Under FMLA, 29 U.S.C. § 2615(a)(1), an employer may not interfere with an employee who takes leave protected by FMLA. See Bachelder v. Am. West Airlines, Inc., 259 F.3d 1112, 1125 (9th Cir. 2001). Likewise, the Oregon Court of Appeals has held an employer may not retaliate against an employee who takes leave protected by OFLA. Yeager v. Providence Health Sys. of Or., 195 Or. App. 134, 139 (2004). Whenever possible, OFLA claims are to be construed consistent with similar provisions of FMLA. See O.R.S. § 659A.186(2).Retaliation for taking medical leave is considered "interference" with the "exercise of rights" under FMLA, § 2915(a)(1), rather than "discrimination" for opposing a practice made unlawful under § 2915(a)(2). Bachelder, id. at 1125. Where, as here, plaintiff's theory of liability is based on interference, the traditional McDonnell-Douglas burden-shifting analysis does not apply. Id. ("[The plaintiff] need only prove by a preponderance of the evidence that her taking of FMLA-protected leave constituted a negative factor in the decision to terminate her. She can prove this claim, as one might any ordinary statutory claim, by using either direct or circumstantial evidence, or both.)." Id.

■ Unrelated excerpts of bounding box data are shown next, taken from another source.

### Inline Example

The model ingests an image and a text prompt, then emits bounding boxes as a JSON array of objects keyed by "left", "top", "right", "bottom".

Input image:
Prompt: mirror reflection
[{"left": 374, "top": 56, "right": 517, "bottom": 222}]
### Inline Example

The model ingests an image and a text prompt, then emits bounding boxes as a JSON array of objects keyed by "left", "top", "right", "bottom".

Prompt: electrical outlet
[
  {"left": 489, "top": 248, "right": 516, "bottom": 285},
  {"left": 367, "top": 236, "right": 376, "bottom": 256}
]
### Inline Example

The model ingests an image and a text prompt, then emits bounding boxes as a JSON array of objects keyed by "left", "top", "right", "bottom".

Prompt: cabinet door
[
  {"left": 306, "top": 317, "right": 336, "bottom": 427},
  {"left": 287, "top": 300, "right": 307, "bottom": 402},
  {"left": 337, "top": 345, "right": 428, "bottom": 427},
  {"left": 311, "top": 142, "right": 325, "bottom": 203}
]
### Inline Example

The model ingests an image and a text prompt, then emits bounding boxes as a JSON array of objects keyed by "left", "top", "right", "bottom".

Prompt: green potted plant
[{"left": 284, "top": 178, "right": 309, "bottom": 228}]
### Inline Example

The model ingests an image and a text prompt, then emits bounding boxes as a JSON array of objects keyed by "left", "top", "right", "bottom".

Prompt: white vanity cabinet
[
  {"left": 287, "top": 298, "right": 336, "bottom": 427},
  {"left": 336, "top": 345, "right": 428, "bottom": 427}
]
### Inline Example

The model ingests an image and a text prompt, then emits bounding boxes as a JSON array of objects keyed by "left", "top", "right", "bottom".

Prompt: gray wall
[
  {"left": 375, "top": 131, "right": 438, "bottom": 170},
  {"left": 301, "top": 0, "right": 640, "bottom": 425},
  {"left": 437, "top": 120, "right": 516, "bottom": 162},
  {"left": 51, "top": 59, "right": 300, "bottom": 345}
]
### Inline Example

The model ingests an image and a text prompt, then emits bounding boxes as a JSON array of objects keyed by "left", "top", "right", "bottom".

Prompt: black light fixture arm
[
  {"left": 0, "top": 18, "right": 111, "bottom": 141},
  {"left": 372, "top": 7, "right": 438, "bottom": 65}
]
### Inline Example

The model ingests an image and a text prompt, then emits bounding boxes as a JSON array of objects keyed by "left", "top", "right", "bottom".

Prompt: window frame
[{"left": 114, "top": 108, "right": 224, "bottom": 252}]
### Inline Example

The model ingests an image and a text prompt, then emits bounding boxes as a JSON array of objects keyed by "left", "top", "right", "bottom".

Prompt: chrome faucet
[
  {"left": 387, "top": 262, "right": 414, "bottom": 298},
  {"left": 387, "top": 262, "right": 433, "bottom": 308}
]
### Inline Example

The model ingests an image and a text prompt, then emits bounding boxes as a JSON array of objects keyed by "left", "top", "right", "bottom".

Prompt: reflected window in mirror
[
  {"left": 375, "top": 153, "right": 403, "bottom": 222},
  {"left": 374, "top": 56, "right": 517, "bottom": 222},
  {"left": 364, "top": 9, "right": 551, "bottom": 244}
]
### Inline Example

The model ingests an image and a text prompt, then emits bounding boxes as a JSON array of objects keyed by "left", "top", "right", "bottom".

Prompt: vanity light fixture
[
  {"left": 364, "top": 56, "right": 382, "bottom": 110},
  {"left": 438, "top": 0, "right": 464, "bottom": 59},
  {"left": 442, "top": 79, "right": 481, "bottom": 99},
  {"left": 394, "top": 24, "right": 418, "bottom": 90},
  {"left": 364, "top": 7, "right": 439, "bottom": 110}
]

Plaintiff contends she was stripped of her duties and authority as a Building Official and was not provided with a job using the same or similar skills in retaliation for her taking medical leave. She contends that although she was returned to a job titled Building Official, the job did not have the duties or require the skills of the position she held before she took the medical leave.
There is no genuine issue of material fact, however that: (1) plaintiff failed to obtain A-level certification, which would have made her more effective in her job, despite repeated requests for her to do so by different supervisors dating back to 1991; (2) plaintiff had been subject to criticism of her job performance by her supervisor, Campbell, for more than a year before she took medical leave; (3) after plaintiff began her medical leave, which was for an indeterminate period, the County declared an emergency because of the number and nature of the permits then pending, and contracted with an outside agency to perform the Building Official duties; (4) plaintiff received the same pay and benefits on her return from medical leave as she had received before she took the leave, even though she did not resume her Building Official duties; and (5) plaintiff was an at-will employee who was terminated following an independent investigation of her job performance as the County's Building Official. Finally, plaintiff acknowledges that she believes Campbell allegedly behaved poorly towards her because he disliked her.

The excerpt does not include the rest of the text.